Wudangshan Day 2
On the second day, Ted decided to stay in town while I tackled Jin Ding on my own. Armed with an umbrella, a bottle of water and an iron will, I hopped into a mini-bus and was whisked away to the front gate of Wudangshan, bought the men piao (gate ticket), transferred into another bus, and was driven up to trailhead directly by a younger driver who was a little more careful about staying within the lines and making the journey a little easier on the stomachs of his passengers.
The mini-bus system is interesting. The drive from town to anywhere in the park costs 10 RMB. You start by hopping into a mini-bus in town, which fits about 6-10 people and takes you up to the front gate. At this point, you still haven’t paid anything. You then buy a ticket to get into the park (park residents pay nothing, an ID gets them in for free), and transfer onto another bus which is allowed into the park. This bus gets a receipt from a college-age girl in the parking lot that lists how many people it is carrying. About halfway to the first attraction, or about 15 minutes into the drive, the mini-bus comes across a checkpoint, at which the driver produces the receipt and each passenger is asked to pay (or not, for residents). The bus then proceeds further into the park. The process is similar in reverse on the way back into town. I figure that at some point there is a redistribution of money back to the drivers. This whole system struck me as being a particularly interesting example of economic coordination.

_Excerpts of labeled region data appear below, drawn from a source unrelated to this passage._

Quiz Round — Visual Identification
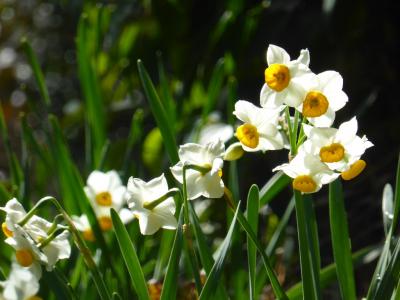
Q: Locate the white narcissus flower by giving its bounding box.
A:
[71,215,95,242]
[84,170,126,231]
[260,45,315,108]
[171,140,225,200]
[297,71,348,127]
[127,174,178,235]
[274,151,339,194]
[233,100,285,152]
[0,263,40,300]
[301,117,373,179]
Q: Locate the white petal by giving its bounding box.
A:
[317,71,343,90]
[296,49,310,67]
[267,45,290,66]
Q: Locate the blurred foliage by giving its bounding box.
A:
[0,0,400,298]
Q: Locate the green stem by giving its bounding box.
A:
[182,165,203,294]
[143,188,179,210]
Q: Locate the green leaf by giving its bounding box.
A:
[111,209,150,300]
[202,58,225,123]
[294,191,321,300]
[199,203,240,300]
[286,247,380,300]
[189,202,228,300]
[329,179,356,299]
[137,59,179,164]
[232,204,287,299]
[382,183,394,236]
[247,185,260,299]
[260,171,291,206]
[77,14,106,169]
[160,207,183,300]
[21,38,51,107]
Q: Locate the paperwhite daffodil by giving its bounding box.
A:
[297,71,348,127]
[71,215,95,242]
[274,152,339,194]
[127,174,178,235]
[260,45,315,108]
[85,170,126,231]
[301,117,373,179]
[233,100,285,152]
[0,263,41,300]
[171,140,225,200]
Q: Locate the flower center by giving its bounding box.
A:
[236,123,259,149]
[1,222,13,237]
[319,143,344,163]
[98,216,112,231]
[264,64,290,92]
[303,91,329,118]
[96,192,112,206]
[293,175,317,193]
[340,159,367,180]
[15,249,33,267]
[82,230,95,242]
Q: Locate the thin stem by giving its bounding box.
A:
[285,106,296,156]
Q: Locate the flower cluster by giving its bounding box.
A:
[0,198,71,299]
[233,45,372,193]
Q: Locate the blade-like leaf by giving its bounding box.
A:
[199,203,240,300]
[232,204,287,299]
[77,14,106,169]
[111,209,150,300]
[260,171,291,206]
[247,185,260,299]
[286,247,380,300]
[137,60,179,164]
[160,207,183,300]
[382,183,394,235]
[294,191,321,300]
[329,179,356,299]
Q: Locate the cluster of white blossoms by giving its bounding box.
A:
[233,45,372,193]
[0,198,71,299]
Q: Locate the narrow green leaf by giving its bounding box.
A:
[329,179,356,300]
[256,197,295,293]
[382,183,394,236]
[247,185,260,299]
[160,207,183,300]
[260,171,291,206]
[77,14,106,169]
[237,204,287,299]
[111,209,150,300]
[21,38,51,107]
[286,247,380,300]
[367,239,400,299]
[199,203,240,300]
[189,202,228,300]
[137,60,179,164]
[294,191,321,300]
[202,58,225,122]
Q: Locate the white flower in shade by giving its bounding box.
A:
[274,151,339,194]
[0,198,41,237]
[301,117,373,179]
[5,224,48,278]
[84,170,126,231]
[127,174,178,235]
[0,263,40,300]
[297,71,348,127]
[171,140,225,199]
[233,100,285,152]
[260,45,315,108]
[71,215,95,242]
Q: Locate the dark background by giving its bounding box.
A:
[0,0,400,293]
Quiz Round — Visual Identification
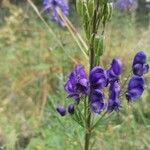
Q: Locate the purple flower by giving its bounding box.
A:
[107,81,121,112]
[91,90,105,113]
[126,76,145,101]
[107,59,123,81]
[68,104,74,114]
[90,67,108,89]
[43,0,69,26]
[115,0,138,11]
[132,51,149,76]
[56,106,66,116]
[65,65,89,101]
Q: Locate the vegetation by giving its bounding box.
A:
[0,0,150,150]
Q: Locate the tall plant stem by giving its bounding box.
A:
[84,0,99,150]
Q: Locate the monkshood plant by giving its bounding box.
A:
[45,0,149,150]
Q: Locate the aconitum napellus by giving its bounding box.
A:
[91,89,105,113]
[43,0,69,26]
[132,51,149,76]
[126,51,149,101]
[90,66,108,89]
[107,81,121,112]
[68,104,75,114]
[57,51,149,116]
[126,76,145,101]
[56,106,66,116]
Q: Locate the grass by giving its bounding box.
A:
[0,3,150,150]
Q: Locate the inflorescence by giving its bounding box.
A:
[43,0,69,26]
[57,51,149,116]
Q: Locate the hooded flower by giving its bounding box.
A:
[126,76,145,101]
[115,0,138,11]
[132,51,149,76]
[56,106,66,116]
[65,65,88,100]
[91,90,105,113]
[43,0,69,26]
[107,59,123,81]
[90,67,108,89]
[107,81,121,112]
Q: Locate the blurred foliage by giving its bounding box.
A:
[0,0,150,150]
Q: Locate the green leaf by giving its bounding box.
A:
[76,0,84,16]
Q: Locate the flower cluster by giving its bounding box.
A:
[57,51,149,116]
[126,51,149,101]
[43,0,69,26]
[115,0,138,11]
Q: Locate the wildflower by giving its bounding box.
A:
[68,104,74,114]
[126,76,145,101]
[56,106,66,116]
[107,81,121,112]
[65,65,88,101]
[115,0,138,11]
[90,66,108,89]
[107,59,123,81]
[91,90,105,113]
[43,0,69,26]
[132,51,149,76]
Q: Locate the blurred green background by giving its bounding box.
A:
[0,0,150,150]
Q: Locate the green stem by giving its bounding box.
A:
[84,0,99,150]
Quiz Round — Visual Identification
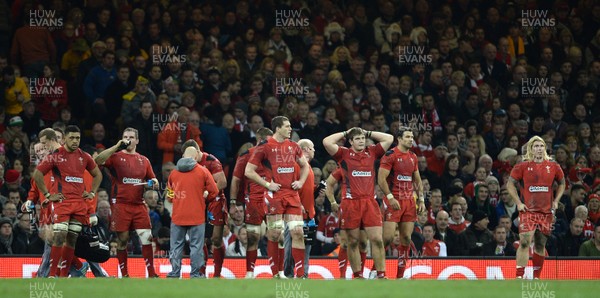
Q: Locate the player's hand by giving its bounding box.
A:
[90,214,98,227]
[150,178,160,190]
[81,190,95,200]
[292,180,304,190]
[331,202,340,212]
[48,193,64,202]
[173,144,181,153]
[389,198,400,210]
[21,200,35,213]
[267,181,282,191]
[417,200,427,214]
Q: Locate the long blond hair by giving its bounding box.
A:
[523,136,550,161]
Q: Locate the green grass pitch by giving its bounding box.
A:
[0,278,600,298]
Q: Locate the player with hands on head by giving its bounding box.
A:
[323,127,394,278]
[377,127,426,278]
[506,136,565,279]
[95,127,159,277]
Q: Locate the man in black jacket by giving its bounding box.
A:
[558,218,586,256]
[481,225,517,256]
[433,210,459,256]
[458,210,493,256]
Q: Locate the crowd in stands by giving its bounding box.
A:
[0,0,600,256]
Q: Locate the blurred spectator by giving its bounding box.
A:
[458,210,493,256]
[574,205,594,240]
[433,210,460,256]
[448,203,471,234]
[422,224,448,257]
[558,218,585,256]
[0,215,27,255]
[578,225,600,257]
[13,213,44,255]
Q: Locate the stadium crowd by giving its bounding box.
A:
[0,0,600,274]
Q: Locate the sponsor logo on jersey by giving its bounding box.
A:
[352,170,372,177]
[65,176,83,183]
[396,175,412,182]
[123,177,142,184]
[529,185,548,192]
[277,167,294,174]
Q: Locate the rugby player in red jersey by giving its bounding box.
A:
[323,127,394,278]
[377,127,426,278]
[95,127,159,277]
[421,223,448,257]
[33,125,102,277]
[244,116,310,278]
[325,168,368,279]
[229,127,273,278]
[181,140,229,278]
[506,136,565,279]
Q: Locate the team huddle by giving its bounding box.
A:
[25,116,565,279]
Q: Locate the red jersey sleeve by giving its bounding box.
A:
[81,151,98,173]
[233,151,250,179]
[248,144,266,166]
[333,146,348,162]
[554,162,565,181]
[144,156,156,180]
[331,169,342,181]
[410,152,419,173]
[37,153,57,176]
[369,143,385,158]
[379,150,394,171]
[206,155,223,175]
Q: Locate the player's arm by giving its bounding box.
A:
[506,177,527,211]
[292,155,310,190]
[229,176,242,206]
[244,162,281,191]
[552,177,566,210]
[31,166,64,204]
[88,166,102,199]
[90,140,125,165]
[368,131,394,151]
[323,131,348,156]
[213,171,227,190]
[413,169,427,213]
[377,166,400,210]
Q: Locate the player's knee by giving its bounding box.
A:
[267,219,285,234]
[135,229,152,245]
[210,235,223,248]
[400,235,410,245]
[68,221,83,235]
[52,221,69,237]
[246,224,260,239]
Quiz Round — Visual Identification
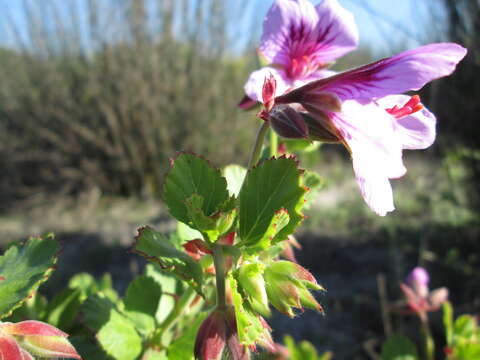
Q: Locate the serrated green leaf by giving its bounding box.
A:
[167,312,208,360]
[185,194,215,232]
[0,234,60,318]
[239,157,306,245]
[133,226,203,293]
[47,289,82,330]
[163,153,228,227]
[123,276,162,335]
[442,301,453,345]
[228,274,265,346]
[97,310,142,360]
[223,165,247,196]
[239,208,290,252]
[381,335,418,360]
[177,221,203,242]
[145,264,179,323]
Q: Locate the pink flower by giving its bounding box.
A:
[0,320,81,360]
[400,267,448,317]
[273,43,467,216]
[240,0,358,109]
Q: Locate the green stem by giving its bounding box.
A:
[152,286,195,345]
[270,129,278,157]
[248,121,270,169]
[420,314,435,360]
[213,244,227,310]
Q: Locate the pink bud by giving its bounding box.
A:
[407,266,430,297]
[0,335,24,360]
[194,307,250,360]
[262,74,277,112]
[428,287,448,310]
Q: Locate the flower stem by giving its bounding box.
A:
[270,129,278,157]
[248,121,270,169]
[213,244,227,310]
[420,316,435,360]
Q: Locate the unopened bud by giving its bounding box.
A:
[264,260,324,317]
[194,307,250,360]
[269,105,308,139]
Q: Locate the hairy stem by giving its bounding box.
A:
[248,121,270,169]
[152,286,195,345]
[213,244,227,310]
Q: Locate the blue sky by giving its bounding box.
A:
[0,0,448,55]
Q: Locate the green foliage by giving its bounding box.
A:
[283,335,332,360]
[0,234,59,318]
[97,309,142,360]
[239,157,306,246]
[133,226,203,293]
[381,335,419,360]
[123,276,162,334]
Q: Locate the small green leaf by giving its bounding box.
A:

I reached the beginning of the trail at about 11 AM (late sleeper by default). A lot of people take the road further up to the lan che, the cable cars, which will take you up to the peak for a fee, and then they walk down the trail. That’s the wimpy way, and since I was looking to, as my friend Lu Tian said, tiaozhan ziji, to challenge myself, I started the three hour hike from the bottom, planning to take the cable cars down from the top to allow time for another temple or two. Like I said, the park has permanent residents: many of them are farmers, but many tend to the souvenir stands that dot the trail to the top. At the bottom, these are solid structures that double as houses and sell kitchy medals, back-scratchers, and towels. Further from the bottom, these shops disappear and are replaced by blankets spread out next to the trail offering tepid bottles of water (lifesavers, I must have drank five or six), orange-ade and soda, and snacks like cucumbers, hard candy and sunflower seeds. Near the peak are ladies and girls selling medicinal plants (fake, Tian claimed). In fact, nearly all of these items were sold by girls, women and elderly men. Where were the men? They could make more money serving as porters; some heckled tourists, trying to convince them to let themselves by carted up and down the hill for 100 RMB (3 hours of steep stairs, I would say it’s a fair price); others shouldered bamboo or wooden bars with sacks of sand hanging from each end and carried these up the hill to spots where concrete was needed for trail repair.